Goldman Sachs survey finds pricing, performance trump incumbency

Goldman Sachs a few weeks ago published survey results on IT spending patterns for 2009, going into 2010, from 100 IT executives at Fortune 1000 firms. The survey found that pricing pressure is increasing, which could lead to share losses for Cisco.

About half of the respondents said they were able to reduce their Ethernet switching costs beyond typical declines, which Goldman interpreted as increased competition in the industry from "up-and-coming" switching vendors such as Brocade, Juniper and HP. The heightened competition has so far resulted in share loss for Cisco rather than pricing or margin compression, though the firm notes that could change depending on Cisco's priorities for share versus margins.

Cisco's share of the Ethernet switching market dropped from 75% in the fourth quarter of 2008 to 69% in the third quarter of 2009, Goldman notes, citing data from Dell'Oro Group.

Eleven percent of respondents said they were able to lower their switching costs by shifting their business away from Cisco. Another 12% said they were able to get better discounts on Cisco products, and 10% received lower prices on support and maintenance from Cisco, the survey found.

Thirteen percent said they said they can get better than typical discounts from non-Cisco switching vendors as well.

Pricing was No. 2 on the list of factors weighing most heavily on the respondents' switch purchase decision.

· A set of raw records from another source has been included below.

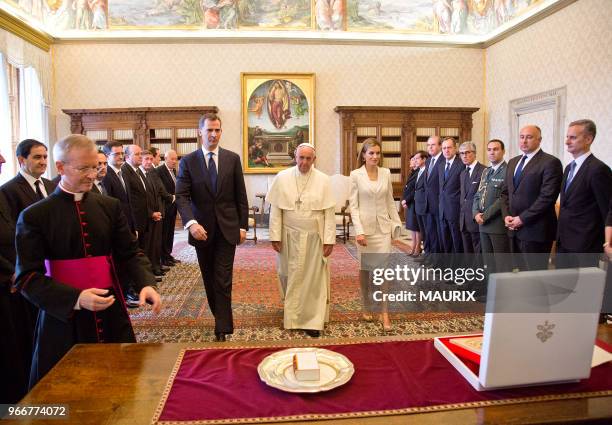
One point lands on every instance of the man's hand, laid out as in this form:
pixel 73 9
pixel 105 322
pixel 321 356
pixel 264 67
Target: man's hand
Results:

Performance was No. 1 and that, combined with price, suggests "best-of-breed vendors with superior price/performance can gain market share despite Cisco's significant incumbency advantages," the Goldman survey found. 

Vendor reputation and pre-existing relationships rank fourth and last, respectively, on the list of important factors in making a switching purchase; and product roadmap for converged or virtualized solutions -- where Cisco and Brocade currently have a time to market lead, Goldman notes -- ranked near the bottom of the list, "indicating that most customers are making their purchase decisions based on near-term performance of their networks rather than future proofing their systems," the survey report states.

Goldman expects global IT spending to grow 4% in 2010 after declining 8% in 2009.